I’ve changed my blog design for the third time, but I feel this one will stick. I wasn’t happy with the centre-column format of the last design, or the black background. This new design, a heavily-modified free Revolution theme from Chicago based designer Brian Gardner, with its wide left-hand column for the main posts and its tidy two right hand columns and easily formatted style.css, is, I feel, far more professional.
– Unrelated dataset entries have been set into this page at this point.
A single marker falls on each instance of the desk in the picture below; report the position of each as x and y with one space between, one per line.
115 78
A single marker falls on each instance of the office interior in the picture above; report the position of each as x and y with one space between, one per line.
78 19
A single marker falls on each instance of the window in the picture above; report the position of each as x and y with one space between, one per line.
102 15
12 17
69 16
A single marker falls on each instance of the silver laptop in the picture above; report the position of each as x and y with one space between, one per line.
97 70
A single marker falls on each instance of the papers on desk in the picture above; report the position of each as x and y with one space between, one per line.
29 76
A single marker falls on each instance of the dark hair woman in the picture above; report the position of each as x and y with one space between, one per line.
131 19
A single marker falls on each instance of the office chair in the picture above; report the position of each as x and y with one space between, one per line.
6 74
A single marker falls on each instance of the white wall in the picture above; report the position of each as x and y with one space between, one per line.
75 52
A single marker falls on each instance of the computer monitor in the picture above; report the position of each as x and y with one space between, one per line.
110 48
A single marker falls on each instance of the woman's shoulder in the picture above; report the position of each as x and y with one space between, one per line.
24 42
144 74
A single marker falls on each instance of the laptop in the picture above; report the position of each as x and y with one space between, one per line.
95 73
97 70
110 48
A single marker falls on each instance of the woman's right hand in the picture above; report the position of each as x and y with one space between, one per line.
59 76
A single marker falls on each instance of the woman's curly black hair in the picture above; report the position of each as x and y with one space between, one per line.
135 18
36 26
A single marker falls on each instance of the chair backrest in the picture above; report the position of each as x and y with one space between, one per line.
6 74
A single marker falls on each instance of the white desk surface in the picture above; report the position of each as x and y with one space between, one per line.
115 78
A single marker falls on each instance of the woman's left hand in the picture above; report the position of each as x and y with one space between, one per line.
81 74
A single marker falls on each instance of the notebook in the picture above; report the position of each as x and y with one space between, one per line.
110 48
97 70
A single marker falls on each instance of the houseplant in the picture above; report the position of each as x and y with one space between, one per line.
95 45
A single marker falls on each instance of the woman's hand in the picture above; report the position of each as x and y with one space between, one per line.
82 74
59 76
In the Social Media module that I teach on at Sunderland University we debate the importance of the ‘brand-of-me’ approach to online reputation via blogs, posts, social media etc.I found Chris Brogan’s entry through a blog search, asking similar questions and turning them into practical advantage as an individual brand (he’s a social media consultant). And so I went back and had a think about what the goal of my blog was. I realised it needed to be far more ‘professional’ than it currently looked. But what did that mean?We’ve had some interesting discussions in this household as to the nature of what makes a professional aesthetic. Why sans serif is better than serif (or vice versa, if you believe the opposite) and why the discarding of a patterned background makes for a more professional platform to publicize my work. It does all hinge round the sense of how aesthetics enters into the ideal of the term ‘professional’. There are some interesting discussions on this, for example, the need for a black aesthetic in graphic design.
For me, the issue recalled a day in my last job when a good friend and colleague called Chris Wild took us through a values session at an away-day where the outcome was that the word and term itself, ‘professional’, doesn’t really mean much. I fully agree–what does it mean to be ‘professional’? For a values-led group of people, the ideals of honesty, integrity and passion, particularly that last one, can often be at odds with the need to remain ‘professional’ (not to rock the boat, to be tactful rather than honest, to maintain a cool head rather than lose it to passion). What was left in the professional bucket were the slops of a suit-and-tie attitude, held mainly, across industries, by the people with the power, i.e., those who have most to lose from honesty, integrity, passion…
I feel the blog as I’ve designed it now allows for a more sincere communication of both my personal and professional goals, which are both related to the sense of the honest, passionate and considered communication of ideas of reporting climate change, magazine and new media, the training of student journalists and the other opportunities that I take to communicate and consult around the professional development of research-informed content provision across new media platforms. So, no major changes for a while. Which allows me to concentrate on the content.